Plotting Seinfeld Episode Scores by Season Using ggplot2
Viz
I recently made a post over at reddit showing the IMDB scores of Seinfeld episodes by season. It got a lot of traffic, but as it turned out the data I was using was incorrect/outdated/malformed. I also got a lot of questions about how I made the graph. This post should help to answer those questions!
The Data
I got the revised data from IMDB. You can access a clean CSV version here.

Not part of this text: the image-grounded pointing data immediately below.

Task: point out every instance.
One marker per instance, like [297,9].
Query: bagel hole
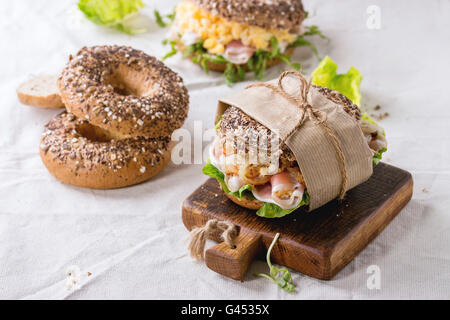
[127,82]
[94,133]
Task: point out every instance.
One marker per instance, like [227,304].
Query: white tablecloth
[132,240]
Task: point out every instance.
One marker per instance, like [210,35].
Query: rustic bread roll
[40,92]
[236,123]
[124,91]
[80,154]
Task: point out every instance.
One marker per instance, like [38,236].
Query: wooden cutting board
[318,243]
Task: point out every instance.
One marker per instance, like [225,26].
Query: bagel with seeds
[262,184]
[122,107]
[80,154]
[124,91]
[238,36]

Plotting in R with ggplot2
This is the plot we’re going to make:
Here is the code used:
#Read the data into R
#I copied from excel, you can use read.csv() too
sf<-read.table("clipboard",sep="\t",header=T)
#Load ggplot2
#(use install.packages"ggplot2" if you don't have it yet)
library(ggplot2)
#OPTIONAL
#Use the Cairo library for anti-aliased images in Windows
library(Cairo)
CairoWin()
#Make the plot
#Use aesthetics to set the axes and season coloration
#Note: By setting color here stat_smooth will plot separate fits
ggplot(sf,aes(x=c(1:nrow(sf)),y=Rating,color=factor(Season)))+
geom_point()+
#Use any method you like, loess is default but I specified lm
stat_smooth(method="lm")+
#Clean up
labs(x="Episode #",y="Average Rating",title="Seinfeld Episode IMDB Ratings by Season",color="Season")+
ylim(c(7,9))